Restoring U.S. Competitiveness
Contact: Jennifer Meyer, 571-408-0238
February 1, 2012
The Center for Public Policy Innovation Publishes Special Report on Restoring U.S. Competitiveness
Washington, DC – Today, the Center for Public Policy Innovation (CPPI), a not-for-profit educational think tank, published a special report entitled, “Restoring U.S. Competitiveness: Creating Jobs and Unleashing the Potential of Small Businesses through Technology and Innovation,” which identifies key issues and outlines several important policy and regulatory changes impacting the nation’s start-ups and other small businesses. The report follows CPPI’s December 8th Public Policy Forum, which was co-sponsored by the Digital Dialogue Forum (DDF) with support from Dell Inc., Qualcomm and Intuit. CPPI’s event brought leading industry, academic, and government stakeholders together to explore policy changes that would facilitate small business growth by increasing access to capital, technology and global markets.
“Startups and small businesses are the backbone of the American economy. They are responsible for the vast majority of all new jobs created in the United States; they are the nation’s greatest source of innovation; and they are critical to helping restore U.S. competitiveness,” CPPI President and CEO Chris Long said. “This report addresses real policy and regulatory solutions that can help spur U.S. job growth and innovation in the coming years.”
“Job creation has rightfully dominated most conversations of late. This report sheds light on the precursor to job creation and what I find to be top of mind for the CEOs I meet with – access to capital, global markets and modern technology. Focusing on those three elements can help small businesses thrive in a way that will reinvigorate the U.S. economy,” added Steve Felice, president and chief commercial officer of Dell, who moderated CPPI’s December panel discussion.

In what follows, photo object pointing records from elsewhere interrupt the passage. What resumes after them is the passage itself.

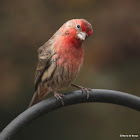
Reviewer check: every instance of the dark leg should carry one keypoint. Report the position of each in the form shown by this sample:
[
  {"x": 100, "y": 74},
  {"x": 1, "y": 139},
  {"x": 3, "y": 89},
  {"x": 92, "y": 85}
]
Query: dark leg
[
  {"x": 59, "y": 96},
  {"x": 82, "y": 88}
]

Key findings from CPPI’s special report include:
Access to a Variety of Capital. Many investors aren’t aware of startups in their region. Bringing visibility to these new firms will help attract investment from local resources. Also, making the capital gains tax exemption permanent for investors in qualified small businesses (QSB) would provide a corporate tax credit of up to $5 million for these QSBs in the first taxable year of profit, followed by a 50 percent corporate income tax exclusion in the two succeeding taxable years to help finance growth.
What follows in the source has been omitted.